George Moose, the United States Under-Secretary of State for African Affairs, ignited the controversy on Friday when an Agence France Presse reporter asked him if the US was studying the possibility of creating separate ethnic homelands for Hutus and Tutsis.
"Sure we are doing it,'' the agency quoted Mr Moose as responding, ''and many other governments are also considering it."
A State Department official in Washington later insisted that Mr Moose, who was in Nairobi after visits to Rwanda and Burundi, "never made any such comments". The official attributed the AFP report to either a misquotation or a misunderstanding, adding that Mr Moose "said both Rwanda and Burundi were overpopulated. But any extrapolation beyond his comment is baseless".
While Mr Moose did not spell it out, that comment suggested to many that the homelands proposal could include taking some land from neighbouring countries. Any such conclusion, the official said, was "a bit of a reach; in fact, it's a false reach".

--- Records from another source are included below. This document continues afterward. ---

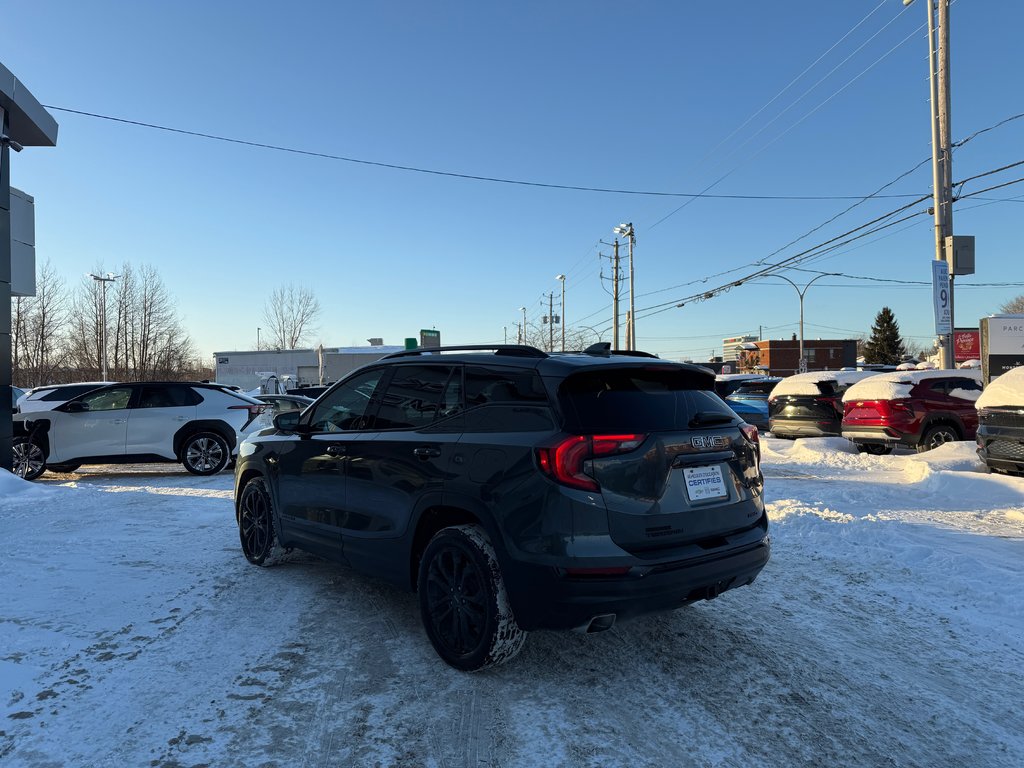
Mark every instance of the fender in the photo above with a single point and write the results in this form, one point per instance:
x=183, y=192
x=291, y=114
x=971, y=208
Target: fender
x=222, y=428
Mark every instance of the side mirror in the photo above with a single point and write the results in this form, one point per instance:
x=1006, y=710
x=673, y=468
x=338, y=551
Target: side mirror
x=288, y=421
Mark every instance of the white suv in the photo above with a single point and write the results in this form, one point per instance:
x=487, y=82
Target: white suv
x=198, y=425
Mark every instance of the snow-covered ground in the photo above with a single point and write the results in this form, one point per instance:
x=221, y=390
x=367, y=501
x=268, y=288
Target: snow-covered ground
x=888, y=630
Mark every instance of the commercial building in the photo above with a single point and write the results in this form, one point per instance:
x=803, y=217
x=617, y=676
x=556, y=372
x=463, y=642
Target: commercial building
x=781, y=356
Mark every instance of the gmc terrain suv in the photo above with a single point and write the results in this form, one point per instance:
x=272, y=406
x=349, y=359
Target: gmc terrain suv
x=514, y=489
x=199, y=425
x=915, y=409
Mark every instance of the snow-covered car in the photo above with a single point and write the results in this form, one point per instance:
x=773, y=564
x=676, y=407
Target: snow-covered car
x=915, y=409
x=810, y=404
x=726, y=384
x=1000, y=423
x=51, y=395
x=198, y=425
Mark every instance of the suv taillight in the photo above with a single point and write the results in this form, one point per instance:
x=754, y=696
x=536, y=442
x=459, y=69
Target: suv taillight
x=563, y=461
x=751, y=432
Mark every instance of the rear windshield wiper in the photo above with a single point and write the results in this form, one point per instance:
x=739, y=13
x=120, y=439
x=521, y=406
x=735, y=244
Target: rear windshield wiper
x=709, y=418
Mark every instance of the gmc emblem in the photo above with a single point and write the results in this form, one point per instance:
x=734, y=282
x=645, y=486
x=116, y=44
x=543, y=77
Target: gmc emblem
x=712, y=441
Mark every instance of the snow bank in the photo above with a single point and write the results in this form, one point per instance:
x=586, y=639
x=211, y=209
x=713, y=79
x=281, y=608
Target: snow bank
x=1006, y=390
x=12, y=486
x=807, y=383
x=898, y=384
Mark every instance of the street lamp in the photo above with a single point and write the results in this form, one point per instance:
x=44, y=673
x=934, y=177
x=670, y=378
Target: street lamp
x=801, y=294
x=561, y=278
x=627, y=231
x=109, y=278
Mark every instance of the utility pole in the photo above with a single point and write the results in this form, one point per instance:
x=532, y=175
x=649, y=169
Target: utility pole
x=614, y=296
x=551, y=322
x=942, y=199
x=561, y=317
x=109, y=278
x=947, y=168
x=628, y=231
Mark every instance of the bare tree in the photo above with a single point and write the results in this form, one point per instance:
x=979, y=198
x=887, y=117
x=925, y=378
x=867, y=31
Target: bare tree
x=1014, y=306
x=291, y=315
x=145, y=339
x=38, y=327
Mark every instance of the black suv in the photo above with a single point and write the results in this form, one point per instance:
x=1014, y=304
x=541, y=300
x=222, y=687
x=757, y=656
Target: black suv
x=514, y=489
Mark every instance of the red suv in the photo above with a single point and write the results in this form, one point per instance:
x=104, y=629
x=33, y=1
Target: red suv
x=916, y=409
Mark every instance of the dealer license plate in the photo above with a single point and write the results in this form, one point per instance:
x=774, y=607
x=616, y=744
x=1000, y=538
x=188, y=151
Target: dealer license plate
x=705, y=482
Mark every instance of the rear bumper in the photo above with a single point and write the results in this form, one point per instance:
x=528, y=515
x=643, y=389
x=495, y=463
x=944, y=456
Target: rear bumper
x=799, y=428
x=880, y=436
x=555, y=600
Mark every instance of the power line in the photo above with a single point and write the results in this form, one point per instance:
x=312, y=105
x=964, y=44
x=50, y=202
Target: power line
x=451, y=174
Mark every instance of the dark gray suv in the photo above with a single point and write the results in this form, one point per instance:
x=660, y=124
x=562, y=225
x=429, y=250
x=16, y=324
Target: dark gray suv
x=514, y=489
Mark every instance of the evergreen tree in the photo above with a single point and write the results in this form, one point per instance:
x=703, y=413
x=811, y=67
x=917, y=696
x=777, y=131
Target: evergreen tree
x=885, y=346
x=1014, y=306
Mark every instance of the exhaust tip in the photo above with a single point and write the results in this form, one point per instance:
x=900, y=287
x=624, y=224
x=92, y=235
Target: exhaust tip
x=601, y=623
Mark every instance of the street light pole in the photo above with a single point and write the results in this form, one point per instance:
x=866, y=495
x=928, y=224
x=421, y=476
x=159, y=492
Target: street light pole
x=562, y=316
x=109, y=278
x=801, y=294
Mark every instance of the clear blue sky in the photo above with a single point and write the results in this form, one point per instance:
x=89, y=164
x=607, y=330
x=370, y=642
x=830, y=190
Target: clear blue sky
x=645, y=96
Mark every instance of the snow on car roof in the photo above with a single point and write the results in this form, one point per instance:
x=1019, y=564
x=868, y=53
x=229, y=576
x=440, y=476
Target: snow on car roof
x=1008, y=389
x=807, y=383
x=899, y=383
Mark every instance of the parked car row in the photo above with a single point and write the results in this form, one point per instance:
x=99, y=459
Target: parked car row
x=196, y=424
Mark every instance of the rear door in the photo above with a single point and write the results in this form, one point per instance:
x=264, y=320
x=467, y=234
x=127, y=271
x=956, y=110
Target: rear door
x=98, y=430
x=312, y=468
x=692, y=477
x=399, y=459
x=158, y=413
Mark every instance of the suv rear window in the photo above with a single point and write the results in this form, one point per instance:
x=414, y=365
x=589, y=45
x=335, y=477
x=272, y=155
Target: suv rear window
x=636, y=399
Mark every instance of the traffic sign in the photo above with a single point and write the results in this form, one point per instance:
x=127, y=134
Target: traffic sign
x=940, y=298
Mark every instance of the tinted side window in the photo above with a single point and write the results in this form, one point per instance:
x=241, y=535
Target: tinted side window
x=67, y=393
x=166, y=395
x=348, y=407
x=107, y=399
x=488, y=385
x=414, y=396
x=636, y=400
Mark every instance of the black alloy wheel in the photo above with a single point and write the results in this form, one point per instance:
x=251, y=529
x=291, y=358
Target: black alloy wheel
x=256, y=530
x=938, y=435
x=29, y=460
x=205, y=454
x=463, y=602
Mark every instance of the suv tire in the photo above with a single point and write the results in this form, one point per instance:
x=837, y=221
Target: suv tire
x=463, y=602
x=937, y=435
x=256, y=529
x=29, y=460
x=205, y=453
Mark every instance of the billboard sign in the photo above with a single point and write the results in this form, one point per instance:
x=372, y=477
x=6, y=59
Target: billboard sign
x=967, y=344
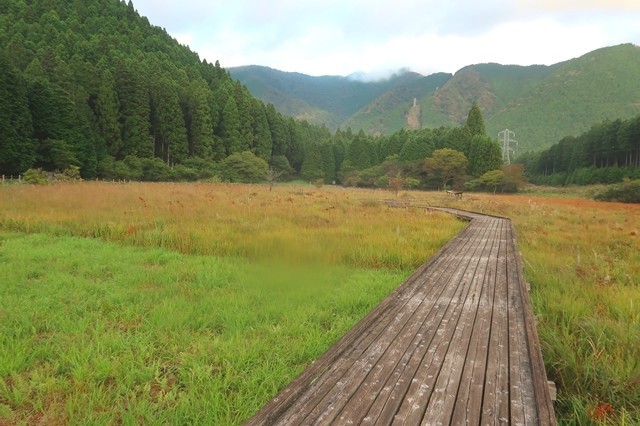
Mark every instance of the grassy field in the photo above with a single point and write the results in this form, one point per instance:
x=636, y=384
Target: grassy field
x=186, y=304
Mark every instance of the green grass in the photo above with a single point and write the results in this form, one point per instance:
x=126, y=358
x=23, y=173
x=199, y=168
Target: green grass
x=95, y=333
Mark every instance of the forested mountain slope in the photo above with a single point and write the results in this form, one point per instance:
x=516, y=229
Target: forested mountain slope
x=542, y=104
x=93, y=84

Still, Mr Moi, who met Mr Moose on Thursday, backed the idea as a way to stop the continuing violence in the volatile countries. "One way of solving the problem would be for all the Hutus to settle in Burundi and all the Tutsis in Rwanda, or vice-versa," he said on Friday.
One Western diplomat in Nairobi termed the idea "iconoclastic and dangerous" and stressed that it breached the African post-independence principle of the inviolability of borders established in colonial times.
Many diplomats in East Africa say they see the creation of separate territories as a "working hypothesis". But they are quick to add that they would never air such an explosive idea in public.
''If we ventured in that direction,'' one envoy told AFP, ''we would have to reshape the whole continent - and that would mean fire and blood for Africa."
Until the end of last week, the concept of separate territories was little more than a dream of ethnic extremists or a notion fostered by frustrated outsiders. But observers point out that East Africa has already seen breaches of the principle of inviolable borders, such as the creation of Eritrea.
More than 500,000 people were massacred by Hutu extremists during three months of genocidal civil war in Rwanda last year. Last weekend, an estimated 2,000 people were slaughtered in a refugee camp at Kibeho. Burundi has been plagued by similar turmoil and fears are increasing that the country could follow Rwanda down the path to genocide.